My Mother’s National Geographics
because my heavy mother, the neighbors joked,
sat nose-pressed to the window,
staring out at the street, the children
with broomstick handles and halved tennis balls,
and, perhaps, into the dim red-fringed windows
of the lantern-strung Dragon's Den, the Chinoiserie,
where couples leaned together in the dull glow.
The mailman was a whistler.
She could hear him two blocks down
and met him at the door.
When the National Geographic arrived each month,
she put it in a wicker basket next to the toilet
with its dreamy bright blue water,
and she'd stack the old one in the attic, neatly,
each month rising like a child, by quarter inches.

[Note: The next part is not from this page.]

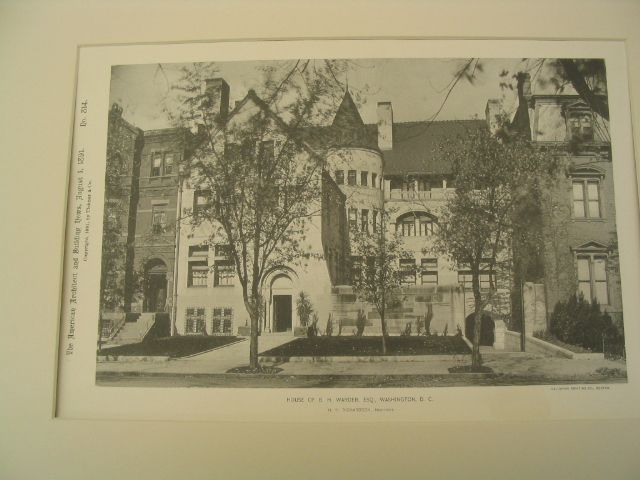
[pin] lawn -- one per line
(548, 337)
(362, 346)
(174, 347)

I never saw her read them,
but she must have flipped through pages:
the veiled Bedouin, Tibetan women hauling timber
like crosses on their shoulders,
and the Gimi men in gourd masks
sticking their tongues through pigs' teeth.

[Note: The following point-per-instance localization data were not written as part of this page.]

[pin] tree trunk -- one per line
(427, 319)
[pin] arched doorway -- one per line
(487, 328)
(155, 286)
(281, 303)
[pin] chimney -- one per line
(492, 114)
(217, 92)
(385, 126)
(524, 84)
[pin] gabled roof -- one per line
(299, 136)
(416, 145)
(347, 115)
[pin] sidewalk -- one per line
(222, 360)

Did she imagine her life splayed
in captioned photographs: The female of the tribe
taking a pot from the stove, ladling beans
and chopped dogs onto plates?
Would they have said she seemed invisible,
that we grunted into our food?
Once, she slapped my father, pleading,
Talk to me. He said nothing, steam rising
from the beans to his red cheek
like a Raji at the base of a bus-sized tree trunk
where he has lowered hive after hive
and now sits stunned from bee poison
the roar of a million angry wings in his ears
and my mother by the sink, wept
like a Raji woman wringing honey from a comb.